XIV Intrusion


Bertram choisit de ramener Guillemot dans sa chambre. C’était la plus sage décision qu’il pouvait prendre, lui sembla-t-il. Sage ? Décidément, ce garçon l’influençait ! Il ne comprenait toujours pas pourquoi ses révélations au sujet de l’Ombre avaient plongé l’Apprenti dans un tel désespoir. Guillemot savait-il quelque chose sur le Seigneur Sha que les autres ignoraient ?

Il lui proposa de lui tenir compagnie, mais Guillemot refusa, avec un pâle sourire d’excuse, lui assurant qu’il se sentait bien et qu’il préférait rester seul.

Le jeune Sorcier le laissa dans sa chambre, et descendit l’escalier en direction de la cour intérieure, au centre du monastère.

Dans la cour, ouverte sur un ciel sans nuages, il s’engagea dans la galerie d’arcades. C’est à cet instant qu’il entendit un bruit en provenance de la grande porte… Un bruit sourd. Il s’arrêta.

Il crut d’abord qu’on frappait depuis l’extérieur pour entrer. Mais quand les coups devinrent plus puissants et que la porte se mit à trembler, il comprit qu’il se passait quelque chose d’inhabituel… et de grave.

Il jeta un rapide coup d’œil autour de lui : il était seul. Les autres Sorciers s’étaient dispersés un peu partout dans le monastère. Personne ne pouvait se douter que le siège de la Sorcellerie d’Ys était pris d’assaut en ce moment même ! Gifdu n’avait jamais eu de gardien ; la porte se suffisait à elle-même. Jusqu’à aujourd’hui…

Un choc plus violent que les autres fit vaciller les lourds vantaux de chêne. Bertram se dissimula derrière une colonne, le cœur battant.
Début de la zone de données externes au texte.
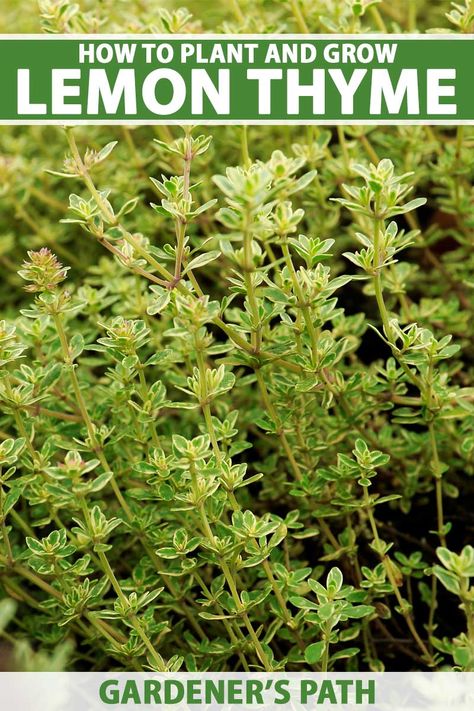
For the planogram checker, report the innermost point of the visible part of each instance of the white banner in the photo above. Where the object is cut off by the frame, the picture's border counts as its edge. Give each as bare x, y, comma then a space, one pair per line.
364, 691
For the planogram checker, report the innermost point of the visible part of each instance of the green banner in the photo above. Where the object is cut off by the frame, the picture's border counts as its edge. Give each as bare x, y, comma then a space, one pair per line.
237, 79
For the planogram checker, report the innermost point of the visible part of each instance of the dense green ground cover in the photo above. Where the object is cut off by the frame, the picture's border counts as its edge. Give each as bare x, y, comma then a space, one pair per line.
235, 393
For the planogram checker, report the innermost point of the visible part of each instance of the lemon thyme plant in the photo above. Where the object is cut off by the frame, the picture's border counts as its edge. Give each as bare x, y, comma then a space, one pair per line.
235, 382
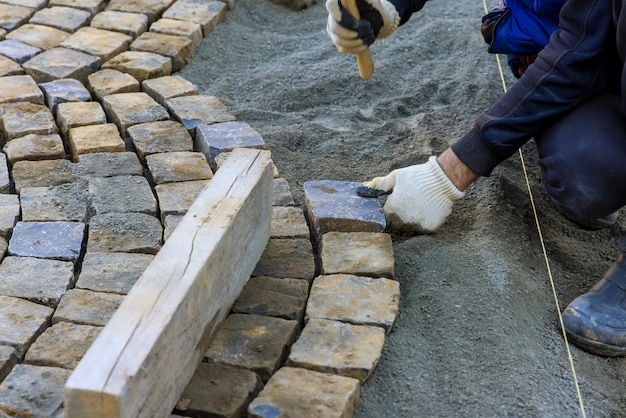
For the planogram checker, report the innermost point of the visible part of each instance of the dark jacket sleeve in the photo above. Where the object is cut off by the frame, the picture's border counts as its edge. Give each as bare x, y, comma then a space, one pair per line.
572, 68
406, 8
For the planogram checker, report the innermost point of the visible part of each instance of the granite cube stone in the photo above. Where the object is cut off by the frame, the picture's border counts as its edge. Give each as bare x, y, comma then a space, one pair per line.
156, 137
211, 140
191, 30
178, 48
107, 81
20, 88
128, 109
206, 13
196, 110
141, 65
33, 391
18, 51
67, 19
125, 232
54, 240
95, 138
85, 307
21, 322
75, 114
58, 63
122, 194
112, 272
173, 167
164, 88
62, 345
38, 36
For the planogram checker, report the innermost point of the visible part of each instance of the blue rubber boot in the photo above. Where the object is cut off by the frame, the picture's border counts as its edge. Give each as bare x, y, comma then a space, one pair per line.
596, 321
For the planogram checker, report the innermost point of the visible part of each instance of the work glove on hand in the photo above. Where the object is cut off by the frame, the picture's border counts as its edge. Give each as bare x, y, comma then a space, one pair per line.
422, 197
379, 19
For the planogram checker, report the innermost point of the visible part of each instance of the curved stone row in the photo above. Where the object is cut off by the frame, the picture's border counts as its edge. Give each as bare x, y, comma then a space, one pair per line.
104, 149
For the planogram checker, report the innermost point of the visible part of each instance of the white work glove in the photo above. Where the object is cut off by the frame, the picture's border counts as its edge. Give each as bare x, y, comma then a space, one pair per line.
379, 19
422, 197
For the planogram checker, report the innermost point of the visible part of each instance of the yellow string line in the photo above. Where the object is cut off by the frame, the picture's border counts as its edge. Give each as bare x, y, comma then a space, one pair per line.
545, 255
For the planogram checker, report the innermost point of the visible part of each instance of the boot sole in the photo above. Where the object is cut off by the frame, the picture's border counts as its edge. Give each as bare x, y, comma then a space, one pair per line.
596, 347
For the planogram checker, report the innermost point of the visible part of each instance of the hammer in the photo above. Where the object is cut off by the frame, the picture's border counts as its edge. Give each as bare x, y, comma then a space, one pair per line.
363, 58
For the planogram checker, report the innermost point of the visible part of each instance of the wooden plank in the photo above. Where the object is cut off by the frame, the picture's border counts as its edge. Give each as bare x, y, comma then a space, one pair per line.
150, 348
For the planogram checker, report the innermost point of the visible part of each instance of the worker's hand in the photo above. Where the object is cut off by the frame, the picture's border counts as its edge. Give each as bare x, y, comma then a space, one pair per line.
421, 199
379, 18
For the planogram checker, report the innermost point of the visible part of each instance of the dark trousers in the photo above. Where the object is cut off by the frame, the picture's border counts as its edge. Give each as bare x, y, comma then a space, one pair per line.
583, 158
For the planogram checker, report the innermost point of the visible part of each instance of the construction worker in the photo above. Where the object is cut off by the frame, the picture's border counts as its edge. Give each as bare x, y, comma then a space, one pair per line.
571, 100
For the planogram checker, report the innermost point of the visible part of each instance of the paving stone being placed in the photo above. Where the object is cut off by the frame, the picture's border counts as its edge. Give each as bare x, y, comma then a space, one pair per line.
215, 139
171, 167
338, 348
207, 14
75, 338
24, 118
178, 48
122, 194
176, 198
164, 88
92, 6
281, 195
125, 232
43, 173
94, 138
164, 136
109, 164
334, 206
191, 30
128, 109
360, 253
151, 8
34, 147
107, 81
85, 307
18, 51
20, 88
271, 296
196, 110
219, 391
140, 65
112, 272
53, 240
21, 322
62, 91
288, 222
356, 300
33, 391
67, 202
37, 280
8, 67
104, 44
38, 36
295, 392
292, 258
252, 342
59, 63
9, 213
67, 19
14, 16
8, 359
75, 114
131, 24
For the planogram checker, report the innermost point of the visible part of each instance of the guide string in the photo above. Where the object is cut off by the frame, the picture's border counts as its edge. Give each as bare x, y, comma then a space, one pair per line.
545, 254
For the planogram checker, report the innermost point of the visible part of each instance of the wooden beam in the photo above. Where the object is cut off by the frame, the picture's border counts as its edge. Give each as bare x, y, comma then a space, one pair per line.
148, 351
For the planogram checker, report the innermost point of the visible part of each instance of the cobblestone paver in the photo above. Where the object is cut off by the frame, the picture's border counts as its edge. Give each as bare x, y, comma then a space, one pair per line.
105, 148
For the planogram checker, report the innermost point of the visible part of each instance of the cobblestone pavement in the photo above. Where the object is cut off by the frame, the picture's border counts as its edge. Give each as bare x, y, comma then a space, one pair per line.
104, 150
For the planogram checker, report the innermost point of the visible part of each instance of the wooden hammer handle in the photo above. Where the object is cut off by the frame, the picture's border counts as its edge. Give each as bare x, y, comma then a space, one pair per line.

Il chercha fébrilement contre sa hanche sa sacoche de Sorcier, mais il se rappela qu’il l’avait laissée dans sa chambre. Il étouffa un juron. Soudain, dans un grincement effroyable, la porte céda et s’ouvrit, laissant entrer une fumée blanche, au travers de laquelle surgit bientôt un individu de grande taille, drapé dans un épais manteau rouge, couleur de sang.

« L’Ombre, c’est sûrement l’Ombre, pensa Bertram en retrouvant son sang-froid. Tudieu ! Qu’est-ce que je vais faire ? Esprits de Gifdu, inspirez-moi ! »

L’homme en rouge s’avança d’un pas pesant. Il fit un geste et la porte se referma derrière lui, en claquant violemment.

« Il faut prévenir Charfalaq, se dit Bertram. Si quelqu’un peut s’opposer à l’Ombre, c’est lui ! Mais comment l’avertir ? »

Tandis que le Sorcier réfléchissait à la meilleure façon d’agir, l’intrus tissait d’une voix grave un Galdr contre la porte.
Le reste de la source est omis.